Jawaban ini tentu saja mengejutkan semua orang, terutama sekali Sie Biauw Eng. Tetapi kalau para murid Cin-ling-pai kelihatan kaget adalah nyonya cantik ini tenang-tenang saja.
"Ibu..., kata Ibu para pendeta adalah orang-orang suci, mengapa dua orang ini hendak menangkap orang? Apakah mereka pendeta-pendeta palsu?"
"Hushh, Houw-ji, diamlah kau dan jangan turut campur." Sie Biauw Eng kaget mendengar kelancangan mulut puteranya.
Dua orang pendeta itu menjadi merah mukanya dan mereka melirik ke arah Bun Houw, diam-diam mereka terkejut dan kagum melihat anak laki-laki yang dari jauh saja sudah nampak memiliki tulang baik dan bakat untuk menjadi seorang pandai!

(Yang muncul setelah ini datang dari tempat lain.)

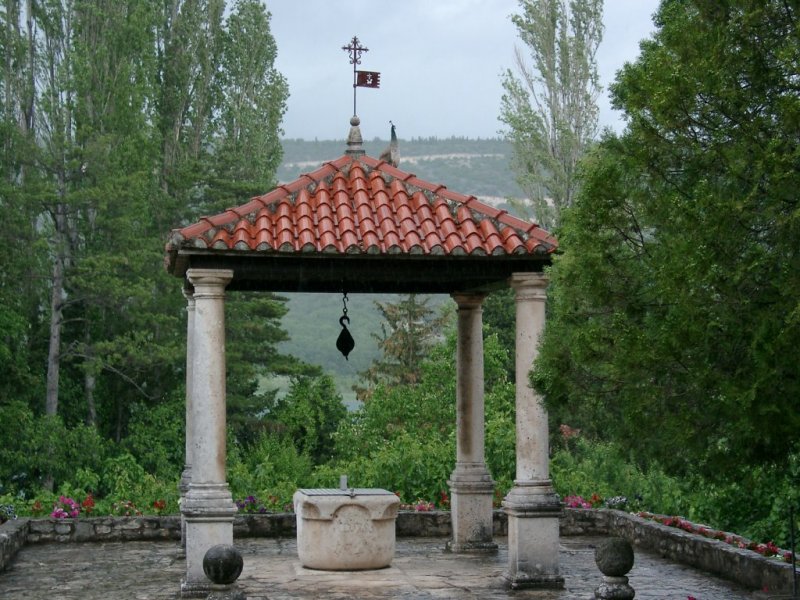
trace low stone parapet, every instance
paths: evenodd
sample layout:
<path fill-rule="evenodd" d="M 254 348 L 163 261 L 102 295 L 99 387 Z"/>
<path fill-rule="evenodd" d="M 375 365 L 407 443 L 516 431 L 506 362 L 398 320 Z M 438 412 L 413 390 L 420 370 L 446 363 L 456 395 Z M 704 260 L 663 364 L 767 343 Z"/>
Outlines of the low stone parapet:
<path fill-rule="evenodd" d="M 597 513 L 595 516 L 600 522 L 608 520 L 610 535 L 626 539 L 637 548 L 658 553 L 676 563 L 735 581 L 750 589 L 768 590 L 770 595 L 792 593 L 792 565 L 779 558 L 761 556 L 721 540 L 618 510 L 575 509 L 574 512 Z M 592 515 L 584 514 L 583 517 L 591 518 Z"/>
<path fill-rule="evenodd" d="M 507 535 L 507 519 L 494 511 L 494 534 Z M 234 538 L 294 537 L 294 513 L 239 514 Z M 792 566 L 650 519 L 610 509 L 567 508 L 560 520 L 561 535 L 617 536 L 641 548 L 754 590 L 790 594 Z M 407 512 L 397 515 L 398 537 L 449 537 L 447 511 Z M 0 525 L 0 570 L 25 543 L 175 540 L 181 537 L 180 516 L 90 517 L 79 519 L 16 519 Z"/>
<path fill-rule="evenodd" d="M 233 519 L 233 537 L 294 537 L 297 523 L 294 513 L 239 514 Z"/>
<path fill-rule="evenodd" d="M 181 518 L 178 516 L 30 519 L 27 536 L 31 544 L 180 539 Z"/>
<path fill-rule="evenodd" d="M 27 542 L 29 525 L 28 519 L 14 519 L 0 525 L 0 571 Z"/>

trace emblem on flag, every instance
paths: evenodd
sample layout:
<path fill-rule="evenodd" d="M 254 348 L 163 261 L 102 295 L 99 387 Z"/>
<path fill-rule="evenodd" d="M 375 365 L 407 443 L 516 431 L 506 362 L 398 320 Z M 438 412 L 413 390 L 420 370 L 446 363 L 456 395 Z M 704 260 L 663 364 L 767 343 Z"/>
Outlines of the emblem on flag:
<path fill-rule="evenodd" d="M 359 87 L 381 87 L 381 74 L 377 71 L 356 71 L 356 85 Z"/>

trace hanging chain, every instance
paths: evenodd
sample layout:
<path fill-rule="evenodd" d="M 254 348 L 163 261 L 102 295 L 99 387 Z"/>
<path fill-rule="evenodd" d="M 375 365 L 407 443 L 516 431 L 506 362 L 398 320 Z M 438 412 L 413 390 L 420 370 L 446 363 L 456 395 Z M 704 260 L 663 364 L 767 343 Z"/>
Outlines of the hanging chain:
<path fill-rule="evenodd" d="M 342 316 L 347 316 L 347 292 L 342 295 Z"/>

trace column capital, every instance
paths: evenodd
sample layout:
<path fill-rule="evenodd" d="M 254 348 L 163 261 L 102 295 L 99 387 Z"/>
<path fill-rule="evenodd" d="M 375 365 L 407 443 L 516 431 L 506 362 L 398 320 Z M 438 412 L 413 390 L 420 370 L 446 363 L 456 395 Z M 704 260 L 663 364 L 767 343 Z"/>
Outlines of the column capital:
<path fill-rule="evenodd" d="M 225 286 L 233 279 L 232 269 L 188 269 L 186 279 L 194 287 L 195 298 L 222 297 Z"/>
<path fill-rule="evenodd" d="M 466 292 L 453 292 L 450 294 L 450 297 L 458 304 L 458 308 L 471 309 L 481 308 L 486 296 L 487 294 Z"/>
<path fill-rule="evenodd" d="M 508 284 L 516 292 L 519 300 L 544 300 L 550 277 L 545 273 L 512 273 Z"/>

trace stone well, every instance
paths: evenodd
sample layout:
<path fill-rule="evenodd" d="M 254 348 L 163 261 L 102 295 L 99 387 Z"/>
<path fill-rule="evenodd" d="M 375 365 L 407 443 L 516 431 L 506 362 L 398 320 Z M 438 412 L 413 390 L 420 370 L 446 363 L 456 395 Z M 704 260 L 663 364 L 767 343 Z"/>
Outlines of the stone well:
<path fill-rule="evenodd" d="M 303 489 L 294 494 L 297 554 L 304 567 L 356 571 L 394 558 L 400 499 L 382 489 Z"/>

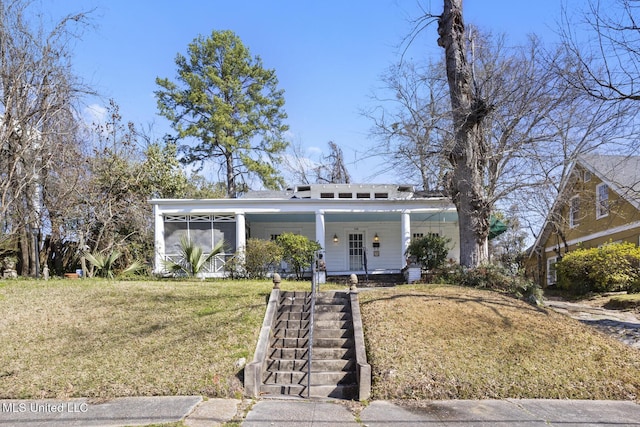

"Ji-wi Losuhu sudah jauh-jauh datang ke Cin-ling-pai dengan sia-sia belaka karena yang dicari tidak ada di sini. Bolehkah aku mengetahui nama julukan Ji-wi yang mulia dan dari golongan manakah?"
"Pinceng adalah Hun Beng Lama dan ini adalah Sute Lak Beng Lama. Kami datang dari jauh sekali, dari perkumpulan Agama Lama Jubah Merah di Tibet, sengaja datang untuk menangkap pemuda yang bernama Yap Kun Liong. Apa bila dia tidak ada, biarlah kami bicara dengan Ketua Cin-ling-pai yang menjadi paman gurunya, karena sebagai paman gurunya tentu akan tahu di mana adanya pemuda itu."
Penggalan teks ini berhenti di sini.